Next: 8 Making Unreliable Communication Up: Unix Communication Facilities Previous: 6 Distributed IPC

7 Performance

This chapter
describes how the performance of the different interprocess communication facilities can be measured
compares the performance of the different approaches
describes the usability of the different approaches

So far many different interprocess communication facilities have been described. How fast are they? From the results of performance measurements derived for this chapter conclusions can be drawn which communication facilities to use in different situations.

A large number of programs were written for all described IPC facilities which find out different aspects of their performance.

All performance measurements were done on three different systems to allow more general conclusions:

SparcCenter 2000 (multi-user timesharing computer, six TMS390Z50 processors), with the operating system Solaris 2.5 (SunOS 5.5), which is based on BSD UNIX. The SparcCenter 2000 computer used in the University of Newcastle upon Tyne has the name aidan.
HP-9000/710 (Processor: PA 7000/50 MHz) computer systems running HP-UX 9.01, which is based on UNIX System V release 3.0 (but has included all important features from other UNIX flavours). The used HP-9000/710 are named pikexy.
PC (i586/90 MHz) running Linux 1.2.9. Linux has the more common features of System V and BSD. This computer was not connected to the other computer systems.
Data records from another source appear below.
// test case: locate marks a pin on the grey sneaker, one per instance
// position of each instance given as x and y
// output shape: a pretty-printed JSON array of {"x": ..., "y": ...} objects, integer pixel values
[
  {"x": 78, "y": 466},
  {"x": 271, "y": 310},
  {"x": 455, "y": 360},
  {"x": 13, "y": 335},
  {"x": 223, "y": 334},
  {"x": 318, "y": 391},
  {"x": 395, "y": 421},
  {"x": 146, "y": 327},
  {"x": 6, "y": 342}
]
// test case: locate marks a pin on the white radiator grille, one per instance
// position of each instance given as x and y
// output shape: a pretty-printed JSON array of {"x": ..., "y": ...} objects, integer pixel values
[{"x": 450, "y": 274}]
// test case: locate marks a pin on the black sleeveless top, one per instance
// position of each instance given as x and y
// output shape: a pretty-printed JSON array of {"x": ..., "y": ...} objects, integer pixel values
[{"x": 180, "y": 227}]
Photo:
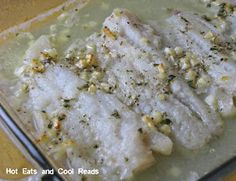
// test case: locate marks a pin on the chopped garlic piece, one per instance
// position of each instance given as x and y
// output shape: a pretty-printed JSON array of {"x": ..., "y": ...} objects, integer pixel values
[
  {"x": 165, "y": 129},
  {"x": 92, "y": 89},
  {"x": 37, "y": 66},
  {"x": 191, "y": 75}
]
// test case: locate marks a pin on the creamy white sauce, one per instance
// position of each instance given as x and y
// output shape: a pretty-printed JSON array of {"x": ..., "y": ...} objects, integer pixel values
[{"x": 182, "y": 163}]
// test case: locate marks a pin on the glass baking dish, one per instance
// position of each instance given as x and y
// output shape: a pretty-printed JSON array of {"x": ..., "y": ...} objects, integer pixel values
[{"x": 19, "y": 132}]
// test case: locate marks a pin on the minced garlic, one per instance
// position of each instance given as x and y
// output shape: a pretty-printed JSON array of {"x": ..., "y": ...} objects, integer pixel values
[
  {"x": 165, "y": 129},
  {"x": 92, "y": 89},
  {"x": 109, "y": 33},
  {"x": 87, "y": 62},
  {"x": 148, "y": 120},
  {"x": 37, "y": 66}
]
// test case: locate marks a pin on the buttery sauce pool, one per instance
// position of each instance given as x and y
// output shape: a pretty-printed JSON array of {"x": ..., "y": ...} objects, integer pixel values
[{"x": 182, "y": 164}]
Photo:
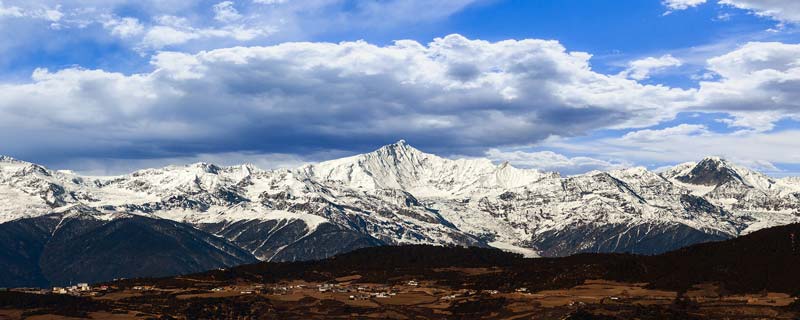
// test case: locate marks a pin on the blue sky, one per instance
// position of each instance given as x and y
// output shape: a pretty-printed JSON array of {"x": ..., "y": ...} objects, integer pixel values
[{"x": 105, "y": 87}]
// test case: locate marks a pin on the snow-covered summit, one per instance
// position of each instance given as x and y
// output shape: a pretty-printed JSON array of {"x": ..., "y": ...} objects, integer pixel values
[
  {"x": 399, "y": 194},
  {"x": 401, "y": 166}
]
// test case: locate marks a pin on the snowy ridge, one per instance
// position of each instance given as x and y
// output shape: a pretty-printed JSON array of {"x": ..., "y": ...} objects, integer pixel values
[{"x": 398, "y": 194}]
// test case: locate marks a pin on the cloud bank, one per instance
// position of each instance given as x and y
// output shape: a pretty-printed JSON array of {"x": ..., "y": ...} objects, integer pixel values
[{"x": 453, "y": 95}]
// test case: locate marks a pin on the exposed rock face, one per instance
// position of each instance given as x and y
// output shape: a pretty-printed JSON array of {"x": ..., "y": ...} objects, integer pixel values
[{"x": 394, "y": 195}]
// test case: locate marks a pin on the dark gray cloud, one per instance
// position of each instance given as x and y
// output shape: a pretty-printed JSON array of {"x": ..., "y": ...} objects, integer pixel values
[{"x": 307, "y": 97}]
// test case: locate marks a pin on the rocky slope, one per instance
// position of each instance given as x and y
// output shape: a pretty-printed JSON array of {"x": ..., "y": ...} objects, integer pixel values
[{"x": 400, "y": 195}]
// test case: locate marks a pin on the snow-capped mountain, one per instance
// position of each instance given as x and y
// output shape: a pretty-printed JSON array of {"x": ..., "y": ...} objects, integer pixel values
[{"x": 400, "y": 195}]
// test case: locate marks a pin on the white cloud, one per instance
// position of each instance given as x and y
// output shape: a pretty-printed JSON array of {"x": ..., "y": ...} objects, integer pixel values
[
  {"x": 682, "y": 4},
  {"x": 450, "y": 95},
  {"x": 759, "y": 84},
  {"x": 781, "y": 10},
  {"x": 123, "y": 27},
  {"x": 551, "y": 161},
  {"x": 643, "y": 68},
  {"x": 758, "y": 150},
  {"x": 226, "y": 12},
  {"x": 666, "y": 133},
  {"x": 173, "y": 30}
]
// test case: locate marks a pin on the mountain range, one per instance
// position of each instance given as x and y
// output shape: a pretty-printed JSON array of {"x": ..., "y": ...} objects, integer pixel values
[{"x": 58, "y": 227}]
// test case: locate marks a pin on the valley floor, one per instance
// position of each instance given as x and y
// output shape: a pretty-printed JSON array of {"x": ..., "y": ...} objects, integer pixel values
[{"x": 348, "y": 297}]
The performance of all IPC facilities is measured with different message/buffer sizes (where appropriate) from 1 byte doubling up to the default limit of the particular interprocess facility. This limit is sometimes different on the three systems. Where limits are huge, an appropriate value is chosen.

The performance graphs are labeled double-logarithmic for two reasons:

the possibility to compare performance graphs for the three different systems in one graph
the ability to compare results for small buffer sizes.

Please note that even if lines in double-logarithmic graphs are quite close this means a big difference in absolute values.

This chapter summarizes the results derived from the various performance measurement programs. The Appendix of the WWW-Version of this document includes pointers to the generated raw results.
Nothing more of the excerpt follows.